Tout est inventé, mais tout est vrai. C'est le travail d'un romancier. De faire surgir la vérité plus forte qu'elle ne l'est déjà, en s'échappant de ce qu'on pourrait appeler un mensonge, oui, mais ce n'en est plus un parce que la vérité pure le survole. J'ai écrit sur des choses que je ne connaissais pas, mais ça ne m'a pas empêché de les écrire. J'ai vérifié parfois, quand tout me paraissait invraisemblable, et à chaque fois je disais vrai.

Je l'ai écrit rapidement, car je suis ainsi : très productive, très rapide. Ca ne veut pas dire qu'un livre doit s'écrire en si peu de temps. Je l'ai simplement fait ainsi car c'est ma façon de travailler. Je suis intense et rapide.

Mon livre a été relu plusieurs fois avant l'impression mais il est vrai que j'ai tout fait moi-même. La mise en page, la couverture, la 4ème, parce que c'est aussi ma façon de travailler. Je suis directe et polyvalente et je voulais tout apprendre. Ca m'a parut facile, je ne dis pas qu'un professionnel aurait fait la même chose, je dis simplement que c'était à ma portée.

Dit comme ça, tout parait plus simple. Mais il fallait que je le sorte une fois pour toute avant de me lancer. Aller, je m'habille et je vais marcher dans la neige (si belle !) pour présenter ce livre. En étant juste ce que je suis.

6 commentaires:

  1. Je crois qu'être soi est la clé du succès Céline. Même si ça ne plait pas à tout le monde. Même si tu as l'impression de ne pas être comprise, même si tu as l'impression que ton œuvre n'est pas appréciée à sa juste valeur.
    Mentir peut aider un temps mais on se perd vite dans ce monde inventé. On se perd soi surtout.
    Sois fière de ce travail réalisé. Tu as osé te lancer dans l'écriture d'un roman, ce n'est pas rien. C'est un acte audacieux. Tu as eu le cran et je suis certaine que nous sommes nombreux à nous dire "quel courage" ou encore "bravo".
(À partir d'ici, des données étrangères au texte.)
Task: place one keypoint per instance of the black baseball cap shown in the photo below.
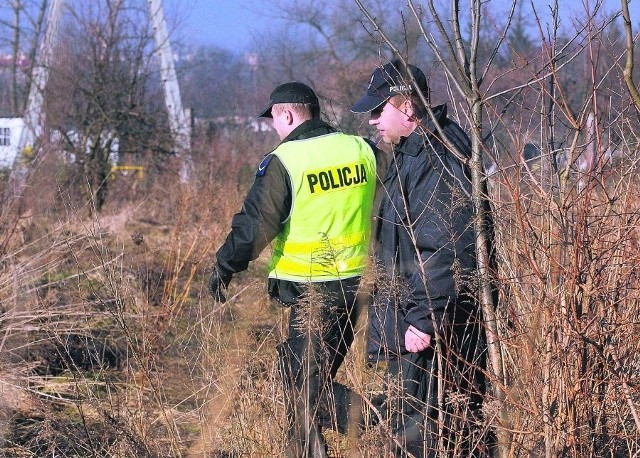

    C'est une histoire inventée et alors? Tu n'as jamais dis qu'il s'agissait d'une histoire vraie. C'est ton roman, ton approche d'un sujet qui te tenait à coeur. Beaucoup de choses m'ont fait réfléchir en te lisant. Quelque chose a changé en moi. C'est te dire que ton roman a du poids, qu'il nous ouvre la voie vers une nouvelle page de notre histoire.

    Moi je te dis merci de l'avoir écrit. Va à la rencontre du monde et ne leur vend pas ce qu'ils veulent entendre. Donne leur de toi. Car des échanges authentiques, c'est de ça dont le monde à besoin aujourd'hui!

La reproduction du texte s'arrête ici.